-
Laptop ports
I am intending to purchase a used laptop to handle some instruments via bit banging. I see some have either or both parallel/serial ports and could get one without and use PCMCIA. I began reading about this and it seems everything is going through the USB yet looking like the aforementioned ports. This will not work for me as I understand there is a 125 ms time frame involved with USB, which will interfere with my bit banged code.
Can someone assure me there is a way to install true legacy parallel and serial ports in fairly recent laptops?
-
depends what you mean by "recent." The ibm thinkpad t23 has both ports,
as does the a31p. Perhaps you should spell out your CPU/memory/drive
requirements: are you planning to use a "desktop environment"?
-
Notice I said intending to buy hence cannot specify hardware. Not for desktop enviro as I have 3 of those available to me. Just looking at the used market for something 3-4 yr old. The USB is becoming not the port of choice but port of provision. One can access printer via cable adapter (& drivers) to have USB-to-Parallel port but this will not allow for me to access the port for microsecond timing due to what I am told is a 125ms frame buffer in the USB.
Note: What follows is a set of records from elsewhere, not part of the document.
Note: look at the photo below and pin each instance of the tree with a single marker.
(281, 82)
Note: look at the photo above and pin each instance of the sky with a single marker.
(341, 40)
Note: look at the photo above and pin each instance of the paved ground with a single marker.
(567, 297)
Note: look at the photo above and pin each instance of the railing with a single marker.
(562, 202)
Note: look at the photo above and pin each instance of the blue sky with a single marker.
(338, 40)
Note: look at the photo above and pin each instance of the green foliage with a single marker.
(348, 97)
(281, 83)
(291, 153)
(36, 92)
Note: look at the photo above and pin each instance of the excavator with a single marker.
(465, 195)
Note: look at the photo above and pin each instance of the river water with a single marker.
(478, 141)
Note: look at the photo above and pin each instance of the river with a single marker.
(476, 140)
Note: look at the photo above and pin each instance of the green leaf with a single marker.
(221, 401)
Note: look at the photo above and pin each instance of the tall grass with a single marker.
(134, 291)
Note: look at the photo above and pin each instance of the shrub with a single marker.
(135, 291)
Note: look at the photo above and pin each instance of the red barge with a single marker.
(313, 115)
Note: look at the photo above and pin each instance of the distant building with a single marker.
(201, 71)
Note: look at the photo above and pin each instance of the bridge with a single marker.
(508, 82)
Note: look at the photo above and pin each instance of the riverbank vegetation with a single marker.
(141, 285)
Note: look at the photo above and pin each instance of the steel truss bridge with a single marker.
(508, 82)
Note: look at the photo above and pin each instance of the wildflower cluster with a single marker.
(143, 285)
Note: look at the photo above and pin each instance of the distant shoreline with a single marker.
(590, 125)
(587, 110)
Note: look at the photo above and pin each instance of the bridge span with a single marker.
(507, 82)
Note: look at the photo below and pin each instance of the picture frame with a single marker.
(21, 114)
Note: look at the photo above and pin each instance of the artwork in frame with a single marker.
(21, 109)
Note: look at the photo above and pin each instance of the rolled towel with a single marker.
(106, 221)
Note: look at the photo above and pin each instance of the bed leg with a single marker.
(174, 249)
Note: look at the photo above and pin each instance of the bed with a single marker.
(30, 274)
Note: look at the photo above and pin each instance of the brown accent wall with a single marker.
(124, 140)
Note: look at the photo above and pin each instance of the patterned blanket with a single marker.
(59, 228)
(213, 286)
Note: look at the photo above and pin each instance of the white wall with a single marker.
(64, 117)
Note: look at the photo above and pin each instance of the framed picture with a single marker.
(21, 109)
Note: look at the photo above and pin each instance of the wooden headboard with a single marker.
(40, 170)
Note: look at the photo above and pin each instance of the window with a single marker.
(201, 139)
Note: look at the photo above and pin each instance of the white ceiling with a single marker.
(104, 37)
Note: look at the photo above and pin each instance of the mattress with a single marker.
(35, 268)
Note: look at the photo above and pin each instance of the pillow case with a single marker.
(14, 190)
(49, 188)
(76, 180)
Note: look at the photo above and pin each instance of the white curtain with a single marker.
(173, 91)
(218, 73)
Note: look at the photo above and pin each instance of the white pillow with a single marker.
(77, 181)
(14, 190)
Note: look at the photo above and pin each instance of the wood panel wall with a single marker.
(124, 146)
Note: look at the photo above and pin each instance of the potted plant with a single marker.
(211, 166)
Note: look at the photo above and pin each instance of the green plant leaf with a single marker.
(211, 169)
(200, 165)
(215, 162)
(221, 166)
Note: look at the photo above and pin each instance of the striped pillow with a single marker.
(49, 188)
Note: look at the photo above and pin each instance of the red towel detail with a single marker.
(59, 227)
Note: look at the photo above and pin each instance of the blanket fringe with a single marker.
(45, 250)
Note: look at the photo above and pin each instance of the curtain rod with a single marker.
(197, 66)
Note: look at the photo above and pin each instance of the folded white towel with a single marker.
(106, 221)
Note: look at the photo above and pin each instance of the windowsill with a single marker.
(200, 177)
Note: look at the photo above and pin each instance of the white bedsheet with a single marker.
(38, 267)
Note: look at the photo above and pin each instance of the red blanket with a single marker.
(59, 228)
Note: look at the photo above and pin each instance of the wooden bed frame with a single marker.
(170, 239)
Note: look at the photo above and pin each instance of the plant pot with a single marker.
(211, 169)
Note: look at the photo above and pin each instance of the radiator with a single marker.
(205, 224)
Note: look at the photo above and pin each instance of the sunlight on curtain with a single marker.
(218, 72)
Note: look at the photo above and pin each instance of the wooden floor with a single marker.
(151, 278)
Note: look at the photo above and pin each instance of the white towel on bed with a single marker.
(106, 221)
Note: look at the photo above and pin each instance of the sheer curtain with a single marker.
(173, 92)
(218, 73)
Thus are all new laptops constrained to use everything thru the USB or can a regular legacy parallel port be added to these puppies without a USB in the middle???
-
That would be very difficult since you would have to alter the motherboard. I wouldn't even think of doing it without a logic analyzer and oscilloscope. Even then, with multi-layer motherboards it may turn out to be impossible to splice into the traces you will need to. At the very least, this would be a long-term project.
-
If the laptop you get doesn't have serial/parallel ports (a lot still do have them, such as the Dell Latitude series), then your best bet is a PCMCIA card with them.